A few times actually.

Then you know that it would take more than a possible plane crash to faze traffic passing through the Place de l’Étoile. Anyone driving there has already given up on life.

This article claims the arch has been done 5 times.

So, did you fly through a natural arch? My buddy flew us through Steven’s Arch on the Escalante.

Me, no but I’d go with a pilot like this below anytime. I’m a geologist from Grand Junction so I was at Canyonlands and Arches all the time, just no plane. :frowning: Off to look up Stevens Arch…

I didn’t even see the plane at first, just the shadow. It’s like being the ball on the world’s greatest golf course.

4 of us flew through the Arch in the Spring in 1981 - We were college students at Principia College in Elsah, Illinois… Back then it was Barn Storming. We flew through during a thick (no wind) snow storm. Took pictures from the inside of the Cessna 172 with a throw away camera and waited until I was in San Diego that Summer to develop them - to be safe.
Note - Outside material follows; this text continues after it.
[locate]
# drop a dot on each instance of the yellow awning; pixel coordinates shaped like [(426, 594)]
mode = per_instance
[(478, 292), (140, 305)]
Very easy to do but I wouldn’t do it now out of respect for 911. It was on the radio and newspaper the next day but we never got a call. We rented the palne from Walston Aviation in Alton and landed in St. Charles airport right after the Arch before we returned to Alton.

It was a Rush!

4 of us flew through the Arch in the Spring in 1981 - We were college students at Principia College in Elsah, Illinois… Back then it was Barn Storming. We flew through during a thick (no wind) snow storm. Took pictures from the inside of the Cessna 172 with a throw away camera and waited until I was in San Diego that Summer to develop them - to be safe.

Very easy to do but I wouldn’t do it now out of respect for 911. It was on the radio and newspaper the next day but we never got a call. We rented the plane from Walston Aviation in Alton and landed in St. Charles airport right after the Arch before we returned to Alton.

It was a Rush!

A stunt pilot flew under the concrete support arches of Stegman Colliseum on the UGA campus when the building was under construction. As others have pointed out, the Gateway Arch would be a snap.